A su muerte, el 12 de mayo de 1109, fue enterrado en el camino que había trazado. Sus seguidores mantuvieron el pequeño núcleo de población, que con el tiempo adoptaría su nombre, y continuaron su obra con la creación de una cofradía, la misma que hoy se encarga de preservar el recuerdo del Santo y las tradiciones a él vinculadas y de acoger a los peregrinos en el albergue que atienden.

Milagro de los cautivos liberados

En uno de los combates entre moros y cristianos, cayó prisionero un soldado calceatense, llamado Andrés de Tobía. Confinado en una oscura mazmorra, invocó al Santo pidiéndole su protección. Se le apareció durante la noche, le tomó con su mano y lo sacó sin que le vieran los centinelas hasta dejarle en un lugar seguro.

Milagro de dos obreros resucitados

Durante unas obras algunos sillares aplastaron y dejaron sin vida a dos obreros. Se atribuyó la catástrofe a la impericia del Santo Arquitecto y salieron en su busca. Le contaron la desgracia y el Santo renovó su oración, luego fue con ellos hasta donde estaban los cadáveres y suplicó a Dios para que les restituyera la vida. Hecho el milagro, el Santo recuperó su prestigio y pudo continuar su obra.

Milagro de los novillos amansados

El Santo solicitó el concurso de los pueblos vecinos para construir el puente y la calzada de gran utilidad para la comarca. En general, respondieron a tal petición con generosidad pero un vecino de Corporales cometió la vileza de ofrecerle dos novillos rebeldes al yugo. El Santo confiando en Dios, se acercó tranquilo a los fieros animales que se le acercaron como mansos corderos y se dejaron uncir al carro.

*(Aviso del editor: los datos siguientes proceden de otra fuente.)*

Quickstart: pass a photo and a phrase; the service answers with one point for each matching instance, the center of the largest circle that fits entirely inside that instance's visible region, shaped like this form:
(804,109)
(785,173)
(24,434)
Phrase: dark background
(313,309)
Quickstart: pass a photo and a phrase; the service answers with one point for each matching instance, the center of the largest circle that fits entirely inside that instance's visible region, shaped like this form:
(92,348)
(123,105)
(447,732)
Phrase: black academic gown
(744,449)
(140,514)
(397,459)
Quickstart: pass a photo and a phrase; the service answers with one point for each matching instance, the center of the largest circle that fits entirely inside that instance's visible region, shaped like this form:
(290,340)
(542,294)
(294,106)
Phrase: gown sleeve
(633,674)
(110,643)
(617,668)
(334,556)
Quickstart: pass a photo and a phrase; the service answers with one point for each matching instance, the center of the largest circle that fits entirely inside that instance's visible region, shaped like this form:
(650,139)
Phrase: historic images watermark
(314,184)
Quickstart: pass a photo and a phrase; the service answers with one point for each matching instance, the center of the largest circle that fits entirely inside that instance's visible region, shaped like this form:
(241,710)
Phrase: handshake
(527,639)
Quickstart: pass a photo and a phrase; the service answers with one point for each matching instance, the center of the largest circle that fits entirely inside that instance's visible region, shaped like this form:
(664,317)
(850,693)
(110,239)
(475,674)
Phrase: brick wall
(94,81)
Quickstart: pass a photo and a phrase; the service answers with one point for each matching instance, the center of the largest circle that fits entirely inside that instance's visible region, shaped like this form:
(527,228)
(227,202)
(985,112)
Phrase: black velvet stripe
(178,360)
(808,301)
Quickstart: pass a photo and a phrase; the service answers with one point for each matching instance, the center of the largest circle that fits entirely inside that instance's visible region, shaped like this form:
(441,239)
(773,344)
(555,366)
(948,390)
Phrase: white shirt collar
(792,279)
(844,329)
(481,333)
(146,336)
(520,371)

Milagro del sepulcro del Santo

Los discípulos del Santo quisieron que el Santo Arquitecto construyera su sepulcro dentro del templo que él estaba construyendo. Pero, en su humildad, Domingo dejó el sepulcro cerca, pero fuera del templo. Tras su muerte, un buey se escapó del yugo con el que había estado arando, corrió por el campo, hasta que fatigado cayó muerto sobre el sepulcro. Con ese suceso tan sencillo Dios quiso imponer el respeto que merecía la tumba de su Siervo. Así fue modificada la planta de la Catedral que acogió su sepulcro y se impidieron nuevas profanaciones.

Milagro de la hoz

El Santo necesitaba madera para sus obras y, humildemente, pidió algunos robles y encinas. De manera egoísta, se la negaron. El Santo volvió a insistir, haciéndoles ver la utilidad que representaban esas obras para la comarca y los peregrinos, pero tampoco logró vencer su terquedad. Entonces, mostrándoles una pequeña hoz, les rogó que le concedieran la madera que pudiera cortar con ella. En esta oportunidad sí accedieron pensando que con esa hoz sólo podría cortar zarzas y limpiar malezas. Entonces se produjo el milagro. Dios le concedió lo que los hombres le negaron.